Luckily lunch pulled together really quickly! Chicken stir fry.
This generous plate of food was: 397 calories, 2 fat, 62 carbs and 8 protein. Since my blood sugar was so low, I ate half and then took half the amount of insulin I should. By this afternoon, I had leveled out at a nice 112!
But according to sparkpeople, I should be eating around 1200 to 1500 calories a day – and since I did Jillian AND walk today for a total of 65 minute of exercise, I knew I had to get more calories in.

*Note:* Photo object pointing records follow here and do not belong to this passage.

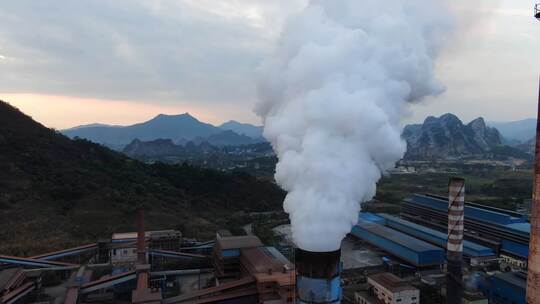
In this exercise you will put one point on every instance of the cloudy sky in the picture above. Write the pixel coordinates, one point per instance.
(68, 63)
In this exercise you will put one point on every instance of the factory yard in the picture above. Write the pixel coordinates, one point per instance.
(383, 251)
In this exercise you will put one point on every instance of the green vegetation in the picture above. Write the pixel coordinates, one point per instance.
(494, 187)
(57, 192)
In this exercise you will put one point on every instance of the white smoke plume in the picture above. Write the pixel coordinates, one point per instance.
(332, 96)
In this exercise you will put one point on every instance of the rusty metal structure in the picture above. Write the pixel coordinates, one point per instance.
(533, 273)
(454, 254)
(318, 277)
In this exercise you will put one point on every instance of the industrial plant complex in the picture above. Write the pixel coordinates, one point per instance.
(491, 253)
(433, 249)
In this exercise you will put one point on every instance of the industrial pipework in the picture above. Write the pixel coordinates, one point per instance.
(318, 277)
(454, 254)
(533, 266)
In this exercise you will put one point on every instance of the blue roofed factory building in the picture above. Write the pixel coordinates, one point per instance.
(505, 288)
(505, 232)
(416, 252)
(476, 254)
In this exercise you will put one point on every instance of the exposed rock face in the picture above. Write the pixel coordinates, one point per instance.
(447, 137)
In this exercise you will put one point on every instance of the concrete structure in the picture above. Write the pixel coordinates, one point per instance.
(371, 229)
(533, 278)
(390, 289)
(318, 277)
(505, 232)
(476, 254)
(454, 253)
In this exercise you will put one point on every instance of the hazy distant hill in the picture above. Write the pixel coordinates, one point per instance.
(57, 192)
(176, 127)
(516, 132)
(447, 137)
(243, 128)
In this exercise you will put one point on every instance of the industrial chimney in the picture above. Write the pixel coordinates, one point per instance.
(533, 273)
(318, 277)
(454, 254)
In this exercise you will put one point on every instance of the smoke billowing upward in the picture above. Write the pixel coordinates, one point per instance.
(332, 96)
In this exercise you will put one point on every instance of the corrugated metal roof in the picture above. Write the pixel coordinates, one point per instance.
(397, 237)
(234, 242)
(391, 282)
(412, 250)
(260, 260)
(433, 236)
(517, 279)
(471, 212)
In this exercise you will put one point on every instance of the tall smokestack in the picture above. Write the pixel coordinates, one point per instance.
(318, 277)
(454, 254)
(533, 273)
(141, 239)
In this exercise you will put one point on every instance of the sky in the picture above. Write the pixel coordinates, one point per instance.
(69, 63)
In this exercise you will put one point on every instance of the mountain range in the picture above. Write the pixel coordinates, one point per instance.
(178, 128)
(447, 137)
(58, 192)
(437, 138)
(516, 132)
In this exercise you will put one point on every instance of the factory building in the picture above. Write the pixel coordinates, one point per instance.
(476, 255)
(418, 253)
(505, 232)
(505, 288)
(388, 289)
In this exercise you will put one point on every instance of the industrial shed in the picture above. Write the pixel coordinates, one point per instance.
(435, 237)
(503, 231)
(411, 250)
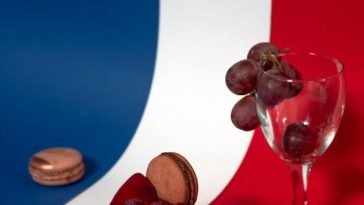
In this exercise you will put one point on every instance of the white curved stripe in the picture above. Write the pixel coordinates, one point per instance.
(188, 110)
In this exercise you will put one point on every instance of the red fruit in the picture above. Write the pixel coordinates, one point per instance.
(137, 188)
(134, 202)
(299, 140)
(159, 203)
(241, 77)
(244, 114)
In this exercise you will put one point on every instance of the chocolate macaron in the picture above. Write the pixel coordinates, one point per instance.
(56, 166)
(173, 178)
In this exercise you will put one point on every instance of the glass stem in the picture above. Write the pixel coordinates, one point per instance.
(299, 180)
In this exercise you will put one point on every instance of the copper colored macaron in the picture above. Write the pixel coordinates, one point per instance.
(56, 166)
(173, 178)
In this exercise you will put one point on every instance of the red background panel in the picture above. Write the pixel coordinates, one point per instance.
(332, 28)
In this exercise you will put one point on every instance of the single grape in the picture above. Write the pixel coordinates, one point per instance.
(244, 115)
(159, 203)
(259, 50)
(134, 202)
(271, 87)
(241, 77)
(299, 140)
(290, 72)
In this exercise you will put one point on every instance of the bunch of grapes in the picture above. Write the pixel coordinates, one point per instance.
(241, 79)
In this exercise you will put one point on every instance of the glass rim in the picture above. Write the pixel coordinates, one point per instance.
(336, 61)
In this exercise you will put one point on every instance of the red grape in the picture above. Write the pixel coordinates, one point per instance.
(244, 115)
(288, 71)
(241, 77)
(299, 140)
(270, 89)
(257, 52)
(134, 202)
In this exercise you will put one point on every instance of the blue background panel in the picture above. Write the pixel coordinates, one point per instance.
(72, 73)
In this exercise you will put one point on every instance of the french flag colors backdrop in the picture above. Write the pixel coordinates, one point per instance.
(123, 81)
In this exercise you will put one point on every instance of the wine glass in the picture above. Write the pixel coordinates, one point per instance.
(299, 117)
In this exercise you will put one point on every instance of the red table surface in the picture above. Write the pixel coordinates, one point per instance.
(333, 28)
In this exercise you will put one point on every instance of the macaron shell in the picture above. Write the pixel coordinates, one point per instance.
(192, 177)
(56, 166)
(173, 178)
(59, 178)
(56, 159)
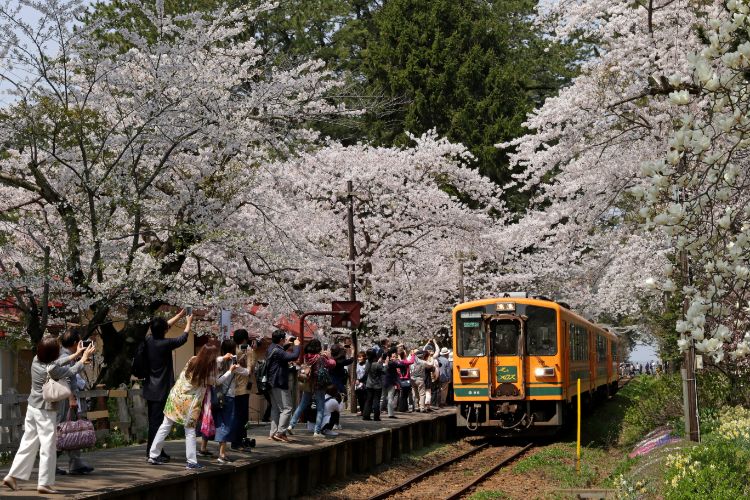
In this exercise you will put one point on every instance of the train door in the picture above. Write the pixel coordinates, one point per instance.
(506, 360)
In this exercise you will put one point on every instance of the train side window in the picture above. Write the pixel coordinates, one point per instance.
(471, 336)
(541, 331)
(601, 348)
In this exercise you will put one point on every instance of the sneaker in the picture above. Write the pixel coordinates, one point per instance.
(282, 437)
(86, 469)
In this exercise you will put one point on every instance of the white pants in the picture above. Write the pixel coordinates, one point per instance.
(281, 410)
(39, 434)
(391, 397)
(161, 436)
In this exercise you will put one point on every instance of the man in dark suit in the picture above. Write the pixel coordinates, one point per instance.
(160, 377)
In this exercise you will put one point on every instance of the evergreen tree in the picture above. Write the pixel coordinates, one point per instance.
(470, 69)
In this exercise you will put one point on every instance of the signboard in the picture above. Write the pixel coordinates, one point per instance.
(351, 319)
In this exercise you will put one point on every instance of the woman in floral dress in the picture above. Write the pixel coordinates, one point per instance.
(184, 403)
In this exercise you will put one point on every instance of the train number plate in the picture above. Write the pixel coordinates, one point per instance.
(506, 373)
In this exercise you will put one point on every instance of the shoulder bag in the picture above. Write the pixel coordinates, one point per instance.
(75, 434)
(54, 391)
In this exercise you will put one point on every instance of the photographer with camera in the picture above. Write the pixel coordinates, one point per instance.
(242, 386)
(68, 345)
(317, 364)
(223, 399)
(160, 377)
(278, 360)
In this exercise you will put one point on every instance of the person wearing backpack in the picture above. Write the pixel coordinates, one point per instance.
(446, 374)
(277, 365)
(159, 377)
(313, 376)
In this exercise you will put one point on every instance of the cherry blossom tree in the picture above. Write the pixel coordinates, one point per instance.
(116, 164)
(415, 210)
(582, 239)
(698, 191)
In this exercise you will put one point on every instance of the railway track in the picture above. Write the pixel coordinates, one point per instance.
(498, 460)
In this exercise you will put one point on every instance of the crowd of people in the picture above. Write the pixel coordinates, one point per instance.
(649, 368)
(210, 396)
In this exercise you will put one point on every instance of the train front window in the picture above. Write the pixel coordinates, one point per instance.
(471, 337)
(505, 335)
(541, 331)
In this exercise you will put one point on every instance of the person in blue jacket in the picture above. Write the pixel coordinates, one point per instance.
(278, 375)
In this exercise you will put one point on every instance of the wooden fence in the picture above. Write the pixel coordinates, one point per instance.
(130, 419)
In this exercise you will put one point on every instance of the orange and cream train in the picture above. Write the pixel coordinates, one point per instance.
(517, 359)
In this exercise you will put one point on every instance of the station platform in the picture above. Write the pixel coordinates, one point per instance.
(272, 470)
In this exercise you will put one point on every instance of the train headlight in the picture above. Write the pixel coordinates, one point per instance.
(469, 372)
(544, 371)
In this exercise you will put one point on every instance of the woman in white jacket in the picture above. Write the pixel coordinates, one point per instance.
(40, 425)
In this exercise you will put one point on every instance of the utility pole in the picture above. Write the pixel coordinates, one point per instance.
(352, 291)
(461, 288)
(690, 390)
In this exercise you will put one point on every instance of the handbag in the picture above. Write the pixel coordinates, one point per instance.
(54, 391)
(208, 428)
(219, 392)
(75, 434)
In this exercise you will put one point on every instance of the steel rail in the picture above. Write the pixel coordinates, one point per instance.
(487, 473)
(413, 479)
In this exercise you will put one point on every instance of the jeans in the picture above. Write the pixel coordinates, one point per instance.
(372, 403)
(281, 410)
(155, 419)
(391, 399)
(39, 434)
(161, 436)
(241, 416)
(320, 402)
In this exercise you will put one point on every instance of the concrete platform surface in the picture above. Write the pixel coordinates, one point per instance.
(124, 469)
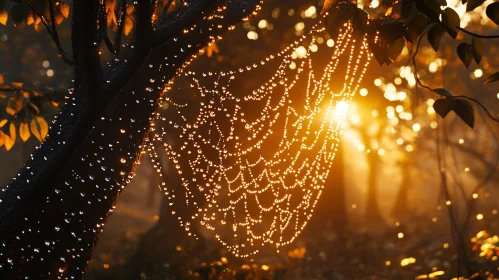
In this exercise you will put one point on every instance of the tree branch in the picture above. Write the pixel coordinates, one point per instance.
(479, 104)
(146, 38)
(121, 25)
(415, 66)
(478, 35)
(53, 32)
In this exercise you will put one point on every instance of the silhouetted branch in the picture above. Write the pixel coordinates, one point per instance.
(479, 104)
(121, 25)
(52, 31)
(478, 35)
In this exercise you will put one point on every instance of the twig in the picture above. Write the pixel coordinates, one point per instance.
(109, 44)
(415, 66)
(479, 104)
(121, 25)
(53, 32)
(478, 35)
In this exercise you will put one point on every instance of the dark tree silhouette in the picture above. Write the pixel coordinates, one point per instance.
(52, 213)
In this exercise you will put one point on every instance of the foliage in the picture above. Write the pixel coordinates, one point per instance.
(405, 23)
(23, 111)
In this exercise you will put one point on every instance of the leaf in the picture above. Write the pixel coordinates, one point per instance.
(418, 25)
(12, 132)
(477, 49)
(64, 8)
(450, 19)
(5, 127)
(35, 130)
(473, 4)
(359, 21)
(442, 91)
(19, 13)
(435, 36)
(24, 131)
(395, 49)
(9, 143)
(328, 4)
(334, 21)
(492, 78)
(4, 17)
(377, 51)
(443, 106)
(44, 128)
(492, 12)
(391, 31)
(465, 111)
(128, 26)
(430, 8)
(464, 53)
(2, 139)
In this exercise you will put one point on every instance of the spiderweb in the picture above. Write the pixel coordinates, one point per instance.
(251, 163)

70 calories, 2 carbs, 6 fat and 3 protein. Much to my surprise, while these will never be good as smoked, SALTED almonds, I am really liking these!
I’ve been having a jones for scallops so I had a steak that needed to be cooked and we had a different kind of surf and turf. This time I just used lemon pepper seasoning on the scallops, and seared them on medium-high heat in a tablespoon of butter.
My plate was: 3 ounces of steak, 5 sea scallops, 1/2 cup Trader Joe’s Harvest Blend (Tony thought I made rice-a-roni, so he was a tad bit disappointed!) and about 1 teaspoon of melted butter poured over the top.
Dinner: 405 calories, 8 fat, 37 carbs and 42 protein.
But guess what? Even with my meals, I am only at 1091 calories for the day! I see popcorn in my future tonight!
Stats for the Day:
- 1091 calories
- 20 fat
- 146 carbs
- 84 protein
- 17 fiber
- 65 minutes of exercise!
So here’s my question. I felt satisfied and full after each of these meals, but felt like I had to eat more to meet my 1500 calorie goal since I worked out today. Should I add more high calorie snacks during the day? I found out the hard way that I really can’t eat more than a handful of nuts at one time – so any suggestions would be appreciated!
Biggest Loser is On! Go watch it so we can discuss tomorrow! Fingers crossed Tracy gets the kick to the curb!